Ayer ordené mi habitación. Nada digno de mencionar; sólo papeles y basura. Pero como de algo tiene que servir esta página, transcribo:
Putas etcétera.
I.
A ella, decirle que está guapa es casi tanto como invitarla a pasar la noche en tu cama. Y lo segundo casi le hace más ilusión.
II.
Él era el único que no me trataba como una puta. Se empeñaba en hacerme regalos, me llevaba al cine, me invitaba a cenar. Pero también me dejó, justo un mes después: se disculpó alegando que los polvos conmigo le salían carísimos.
III.
- ¿Qué haces así (des)vestida? ¿Porqué no me dejas un rato en paz? ¿No piensas levantarte nunca? Venga, sal y diviértete!
(Y ella, mordiéndose el labio inferior)
- Es que... yo sólo sé divertirme de una manera.
IV.
Él venía al club todos los días, y pedía siempre lo mismo: un whisky doble. Locamente enamorada, ella le observaba desde lejos, detrás de la barra en penumbra.Y todas las putas noches, ella bebía lo mismo, cuando él se marchaba, en su vaso sucio.
Nadie entendió nunca porqué aquella camarera tomaba whisky si le hacía llorar.
V.
Fue en el año 70. La conocí en L´Éperon, un bar oscuro escondido en un callejón que daba a la calle Barbusse, en París. Fumaba, apoyada en la barra, inaccesible y muda como una estatua. Me senté a su lado y solté alguna frase estúpida, algo sobre el tráfico y el tiempo y las heridas que nunca curan. No desvió la mirada, siguió con los ojos clavados al frente, y yo no pude evitar fijarme en sus tetazas y su boquita de zorra parisina. Me estaba poniendo enfermo de amor.
Seguí con mi absurdo monólogo sobre las miserias de la vida en general. El camarero secaba vasos en un rincón y asentía de vez en cuando. Tras un silencio casi eterno, la chica preguntó mi nombre y luego se limitó a susurrar:
- Oliverio, claro.
Pasé por alto el comentario y comenzé a narrarle mis desventuras de poeta urbano abandonado en una ciudad que se me resistía. Me miró, por fin, me ofreció un cigarrillo: fumaba Gauloises Blondes y eso, dios sabe por qué, me hizo sonreir.

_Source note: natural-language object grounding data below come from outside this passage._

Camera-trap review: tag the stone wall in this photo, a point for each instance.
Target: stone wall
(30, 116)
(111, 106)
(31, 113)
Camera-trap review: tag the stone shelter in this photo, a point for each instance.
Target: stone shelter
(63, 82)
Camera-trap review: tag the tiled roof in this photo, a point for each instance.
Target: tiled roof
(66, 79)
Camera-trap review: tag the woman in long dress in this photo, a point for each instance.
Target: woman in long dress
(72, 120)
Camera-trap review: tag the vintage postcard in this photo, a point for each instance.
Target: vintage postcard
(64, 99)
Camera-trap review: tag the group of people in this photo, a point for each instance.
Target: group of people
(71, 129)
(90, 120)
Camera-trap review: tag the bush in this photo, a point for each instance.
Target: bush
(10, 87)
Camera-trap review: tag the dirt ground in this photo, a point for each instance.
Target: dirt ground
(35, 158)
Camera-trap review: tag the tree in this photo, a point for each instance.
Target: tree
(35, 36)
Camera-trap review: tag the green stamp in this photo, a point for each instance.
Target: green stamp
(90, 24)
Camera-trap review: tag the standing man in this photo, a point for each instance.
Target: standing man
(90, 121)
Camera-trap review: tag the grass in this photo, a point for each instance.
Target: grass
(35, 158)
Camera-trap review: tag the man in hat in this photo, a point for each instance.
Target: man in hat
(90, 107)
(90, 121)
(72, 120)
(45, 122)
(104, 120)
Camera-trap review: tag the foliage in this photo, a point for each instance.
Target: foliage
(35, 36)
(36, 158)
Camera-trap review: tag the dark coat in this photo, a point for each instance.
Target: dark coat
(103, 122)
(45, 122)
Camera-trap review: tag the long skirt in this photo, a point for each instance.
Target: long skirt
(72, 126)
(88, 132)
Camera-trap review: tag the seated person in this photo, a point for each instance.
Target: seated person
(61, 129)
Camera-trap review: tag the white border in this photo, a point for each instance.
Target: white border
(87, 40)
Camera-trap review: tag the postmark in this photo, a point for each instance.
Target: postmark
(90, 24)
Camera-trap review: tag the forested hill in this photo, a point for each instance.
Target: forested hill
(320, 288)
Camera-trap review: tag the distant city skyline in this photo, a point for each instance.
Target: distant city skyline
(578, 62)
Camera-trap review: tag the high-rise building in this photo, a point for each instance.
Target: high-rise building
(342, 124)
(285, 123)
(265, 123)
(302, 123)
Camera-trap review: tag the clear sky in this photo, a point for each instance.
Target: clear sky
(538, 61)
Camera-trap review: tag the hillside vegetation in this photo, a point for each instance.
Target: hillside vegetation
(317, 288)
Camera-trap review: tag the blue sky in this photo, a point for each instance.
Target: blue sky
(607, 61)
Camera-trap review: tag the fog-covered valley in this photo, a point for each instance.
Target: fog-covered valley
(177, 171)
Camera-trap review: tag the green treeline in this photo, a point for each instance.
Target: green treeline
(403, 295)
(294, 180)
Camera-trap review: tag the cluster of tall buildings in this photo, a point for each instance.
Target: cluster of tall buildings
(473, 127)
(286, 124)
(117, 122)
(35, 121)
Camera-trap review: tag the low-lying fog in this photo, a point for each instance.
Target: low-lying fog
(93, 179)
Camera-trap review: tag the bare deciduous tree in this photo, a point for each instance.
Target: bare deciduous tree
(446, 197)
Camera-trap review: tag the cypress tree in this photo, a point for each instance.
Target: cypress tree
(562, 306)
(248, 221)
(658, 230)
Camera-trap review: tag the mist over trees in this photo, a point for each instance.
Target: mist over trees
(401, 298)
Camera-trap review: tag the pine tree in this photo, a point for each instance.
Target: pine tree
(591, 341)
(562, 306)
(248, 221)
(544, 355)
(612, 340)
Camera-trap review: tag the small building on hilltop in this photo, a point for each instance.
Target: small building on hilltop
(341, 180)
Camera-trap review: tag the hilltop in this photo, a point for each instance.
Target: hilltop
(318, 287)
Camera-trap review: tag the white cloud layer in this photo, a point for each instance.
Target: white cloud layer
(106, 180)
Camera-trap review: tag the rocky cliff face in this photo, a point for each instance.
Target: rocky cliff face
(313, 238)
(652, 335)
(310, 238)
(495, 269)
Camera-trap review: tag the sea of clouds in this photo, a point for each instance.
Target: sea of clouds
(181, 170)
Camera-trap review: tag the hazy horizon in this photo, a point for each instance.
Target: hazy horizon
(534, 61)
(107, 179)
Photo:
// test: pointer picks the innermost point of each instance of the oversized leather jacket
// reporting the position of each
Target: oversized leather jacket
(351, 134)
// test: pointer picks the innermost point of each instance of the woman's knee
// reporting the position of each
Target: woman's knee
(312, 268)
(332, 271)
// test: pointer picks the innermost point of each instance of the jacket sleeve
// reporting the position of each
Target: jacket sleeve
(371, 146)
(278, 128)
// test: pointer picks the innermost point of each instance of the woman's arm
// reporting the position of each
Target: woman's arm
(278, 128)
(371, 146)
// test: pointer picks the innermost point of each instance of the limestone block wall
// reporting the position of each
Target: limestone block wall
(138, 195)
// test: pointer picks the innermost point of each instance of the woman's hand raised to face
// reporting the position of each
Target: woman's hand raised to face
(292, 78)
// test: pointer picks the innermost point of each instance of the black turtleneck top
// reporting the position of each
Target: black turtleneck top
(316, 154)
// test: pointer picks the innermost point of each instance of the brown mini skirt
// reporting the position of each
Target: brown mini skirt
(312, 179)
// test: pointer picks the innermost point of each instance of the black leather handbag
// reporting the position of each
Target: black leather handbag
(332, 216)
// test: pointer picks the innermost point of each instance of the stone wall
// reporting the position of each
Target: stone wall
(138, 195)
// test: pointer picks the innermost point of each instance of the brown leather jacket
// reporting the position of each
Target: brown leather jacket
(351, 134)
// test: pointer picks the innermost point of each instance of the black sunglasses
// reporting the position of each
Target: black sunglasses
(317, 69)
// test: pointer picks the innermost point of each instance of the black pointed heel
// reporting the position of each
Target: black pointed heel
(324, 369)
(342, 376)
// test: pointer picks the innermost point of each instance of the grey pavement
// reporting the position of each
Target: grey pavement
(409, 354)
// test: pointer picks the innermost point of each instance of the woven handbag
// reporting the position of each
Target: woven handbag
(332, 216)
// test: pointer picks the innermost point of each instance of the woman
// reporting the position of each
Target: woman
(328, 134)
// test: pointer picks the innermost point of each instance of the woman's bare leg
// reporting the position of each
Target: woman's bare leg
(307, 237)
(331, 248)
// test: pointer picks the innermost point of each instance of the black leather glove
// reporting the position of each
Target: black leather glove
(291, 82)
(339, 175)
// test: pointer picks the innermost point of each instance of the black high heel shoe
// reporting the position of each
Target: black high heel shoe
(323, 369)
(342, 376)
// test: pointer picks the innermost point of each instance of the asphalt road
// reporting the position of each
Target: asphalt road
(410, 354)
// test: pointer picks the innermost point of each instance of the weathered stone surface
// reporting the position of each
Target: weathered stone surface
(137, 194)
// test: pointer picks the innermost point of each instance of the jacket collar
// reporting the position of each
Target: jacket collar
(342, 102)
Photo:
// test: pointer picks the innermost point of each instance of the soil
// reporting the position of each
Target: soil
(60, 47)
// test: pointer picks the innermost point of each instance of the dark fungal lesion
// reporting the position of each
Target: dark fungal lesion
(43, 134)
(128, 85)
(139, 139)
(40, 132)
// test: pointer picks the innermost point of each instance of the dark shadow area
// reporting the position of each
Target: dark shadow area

Creo que me acordaré siempre de la curva de su cuello y las ganas de apretarla contra mí y no soltarla nunca, de tenerla arrodillada lamiéndome despacio, las ganas de reventarle la boca hasta golpear su garganta.
Se me debieron de nublar los ojos, porque me pidió doscientos francos y me dijo que me esperaba en el baño. Se largó con el aire resignado que tienen, supongo, todas las que acostumbran a follar por dinero. La seguí, cabizbajo, con el corazón latiéndome en la punta de la polla.
Se levantó el vestido y me ofreció su culo. Yo la empalé como pude, entre gemidos y sollozos. Bastaron un par de embestidas antes de que le diera la vuelta y le salpicara toda. Se relamió las comisuras de los labios mientras me explicaba que siempre lloraba cuando se corría, no podía evitarlo. Luego me supo mal verla así, menguada bajo la luz azul del baño, y le pregunté si tenía hambre, podíamos tomar un café o dormir un par de horas en mi apartamento. En realidad mantenía la vaga esperanza de que me dejara echarle otro polvo, sin cobrármelo esta vez.
Pero sacudió la cabeza y me dijo que nunca salía del bar, que hacía meses que no pasaba el umbral de la puerta, que ya no recordaba la última vez que había salido a la calle, ni la luz del sol ni el mercado de Les Halles ni las aceras llenas de estudiantes vestidos de negro.
Por eso nunca volví al bar de L´Éperon, por pura cobardía, porque me mataba de miedo volver a imaginarla, inaccesible y muda como una estatua, apoyada en la barra, un día tras otro.